Professor Konstantinos Kamnitsas

Konstantinos Kamnitsas

PhD


Associate Professor of Engineering Science

Konstantinos Kamnitsas is Associate Professor of Engineering Science (Medical Imaging) at the Department of Engineering Science and the Institute of Biomedical Engineering (IBME) of the University of Oxford, and Non-Tutorial Fellow at Wolfson College.

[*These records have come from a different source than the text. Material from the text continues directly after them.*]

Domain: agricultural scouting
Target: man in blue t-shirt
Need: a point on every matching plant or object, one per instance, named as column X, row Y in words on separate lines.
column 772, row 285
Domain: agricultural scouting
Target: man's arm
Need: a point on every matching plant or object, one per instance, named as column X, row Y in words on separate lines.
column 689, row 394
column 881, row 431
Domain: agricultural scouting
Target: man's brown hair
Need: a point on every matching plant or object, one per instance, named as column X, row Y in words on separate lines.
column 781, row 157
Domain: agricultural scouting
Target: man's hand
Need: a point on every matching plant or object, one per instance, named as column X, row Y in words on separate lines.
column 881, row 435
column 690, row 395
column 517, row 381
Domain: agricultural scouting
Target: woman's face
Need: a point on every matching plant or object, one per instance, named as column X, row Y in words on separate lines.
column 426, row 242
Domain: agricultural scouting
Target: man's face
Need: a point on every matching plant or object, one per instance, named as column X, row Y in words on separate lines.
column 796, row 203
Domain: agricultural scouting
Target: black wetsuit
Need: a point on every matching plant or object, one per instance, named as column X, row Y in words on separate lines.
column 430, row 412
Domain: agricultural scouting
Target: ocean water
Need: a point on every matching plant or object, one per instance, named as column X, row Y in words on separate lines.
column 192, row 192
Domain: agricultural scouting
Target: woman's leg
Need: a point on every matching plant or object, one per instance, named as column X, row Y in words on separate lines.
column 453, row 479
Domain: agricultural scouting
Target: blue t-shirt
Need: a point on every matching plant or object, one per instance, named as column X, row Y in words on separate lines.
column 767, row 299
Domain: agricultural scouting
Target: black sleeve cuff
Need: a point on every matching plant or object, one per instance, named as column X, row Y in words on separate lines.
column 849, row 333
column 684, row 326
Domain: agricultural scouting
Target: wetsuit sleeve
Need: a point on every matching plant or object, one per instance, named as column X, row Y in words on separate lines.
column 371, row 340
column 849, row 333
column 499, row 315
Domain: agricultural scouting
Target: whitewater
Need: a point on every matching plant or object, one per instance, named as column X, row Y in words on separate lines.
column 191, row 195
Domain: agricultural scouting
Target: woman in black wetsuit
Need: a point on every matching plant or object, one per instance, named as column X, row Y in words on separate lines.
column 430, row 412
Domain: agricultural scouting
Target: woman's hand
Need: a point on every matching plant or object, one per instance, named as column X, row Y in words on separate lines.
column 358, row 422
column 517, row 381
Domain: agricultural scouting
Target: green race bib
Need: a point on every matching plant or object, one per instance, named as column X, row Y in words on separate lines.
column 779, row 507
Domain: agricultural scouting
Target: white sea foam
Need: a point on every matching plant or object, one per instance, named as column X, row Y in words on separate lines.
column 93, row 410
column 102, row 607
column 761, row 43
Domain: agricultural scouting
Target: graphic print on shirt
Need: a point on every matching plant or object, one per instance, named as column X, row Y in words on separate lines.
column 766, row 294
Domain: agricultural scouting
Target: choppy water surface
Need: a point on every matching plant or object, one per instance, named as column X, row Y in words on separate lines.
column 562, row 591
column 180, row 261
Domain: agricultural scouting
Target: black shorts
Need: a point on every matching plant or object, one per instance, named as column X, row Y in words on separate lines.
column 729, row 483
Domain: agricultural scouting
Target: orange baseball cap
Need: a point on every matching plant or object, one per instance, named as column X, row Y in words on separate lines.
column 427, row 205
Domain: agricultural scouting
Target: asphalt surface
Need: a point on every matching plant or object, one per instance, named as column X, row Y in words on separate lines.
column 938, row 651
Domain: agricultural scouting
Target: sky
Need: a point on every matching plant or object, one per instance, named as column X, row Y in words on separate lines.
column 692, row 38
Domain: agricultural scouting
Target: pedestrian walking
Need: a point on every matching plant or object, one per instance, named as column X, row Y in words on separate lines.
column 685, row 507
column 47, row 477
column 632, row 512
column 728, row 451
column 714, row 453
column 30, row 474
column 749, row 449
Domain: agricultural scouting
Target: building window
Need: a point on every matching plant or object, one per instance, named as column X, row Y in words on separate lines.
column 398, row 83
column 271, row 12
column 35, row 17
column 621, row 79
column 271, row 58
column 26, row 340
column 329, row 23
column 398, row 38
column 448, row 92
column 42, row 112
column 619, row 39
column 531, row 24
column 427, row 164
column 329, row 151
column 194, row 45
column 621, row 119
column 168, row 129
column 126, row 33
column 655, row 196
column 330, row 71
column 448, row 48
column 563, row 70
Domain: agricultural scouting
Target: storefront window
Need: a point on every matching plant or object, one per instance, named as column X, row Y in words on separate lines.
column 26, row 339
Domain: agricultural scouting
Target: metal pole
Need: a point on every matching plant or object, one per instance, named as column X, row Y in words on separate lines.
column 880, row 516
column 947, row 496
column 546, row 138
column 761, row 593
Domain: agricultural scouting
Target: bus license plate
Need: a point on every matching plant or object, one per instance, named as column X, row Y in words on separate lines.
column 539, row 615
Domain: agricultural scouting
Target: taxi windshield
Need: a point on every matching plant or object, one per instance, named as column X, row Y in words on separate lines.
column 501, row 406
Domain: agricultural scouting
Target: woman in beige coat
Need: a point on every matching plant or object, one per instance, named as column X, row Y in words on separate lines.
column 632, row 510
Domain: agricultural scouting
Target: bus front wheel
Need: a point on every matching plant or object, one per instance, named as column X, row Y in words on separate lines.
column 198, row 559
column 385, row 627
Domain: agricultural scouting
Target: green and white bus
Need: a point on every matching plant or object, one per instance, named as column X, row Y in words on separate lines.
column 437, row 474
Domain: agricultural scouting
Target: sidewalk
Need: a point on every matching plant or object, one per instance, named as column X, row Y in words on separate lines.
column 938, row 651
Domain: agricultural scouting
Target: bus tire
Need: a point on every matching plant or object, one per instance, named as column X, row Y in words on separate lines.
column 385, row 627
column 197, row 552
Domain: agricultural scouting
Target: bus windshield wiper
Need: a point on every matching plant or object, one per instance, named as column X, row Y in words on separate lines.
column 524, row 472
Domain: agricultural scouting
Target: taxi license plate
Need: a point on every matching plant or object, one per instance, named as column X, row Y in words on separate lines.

He is co-director of the EPSRC CDT in Healthcare Data Science (2024-). His research focuses on Machine-Learning (ML) and primarily deep neural networks for medical image analysis. His work has two main goals:

  • Develop reliable, transparent and accountable AI models for safe use in healthcare.
  • Empower radiologists, clinicians and researchers with intelligent ML-based tools to better address their research questions and needs of clinical workflows.

Konstantinos completed his PhD at Imperial College London in 2019, where he pioneered development of 3-dimensional neural networks for analysing volumetric medical data, such as MRI and CT, and methods for improving generalization to heterogeneous data. He previously obtained an MSc in Computing Science from Imperial College, and Diploma in Electrical and Computer Engineering from Aristotle University of Thessaloniki, Greece.

He has also conducted research in industry, such as at Microsoft Research and Kheiron Medical Technologies. He became Lecturer at the University of Birmingham in 2021, before moving to Oxford in 2022. His work won various awards, among which international competitions for segmentation of cancer and stroke lesions.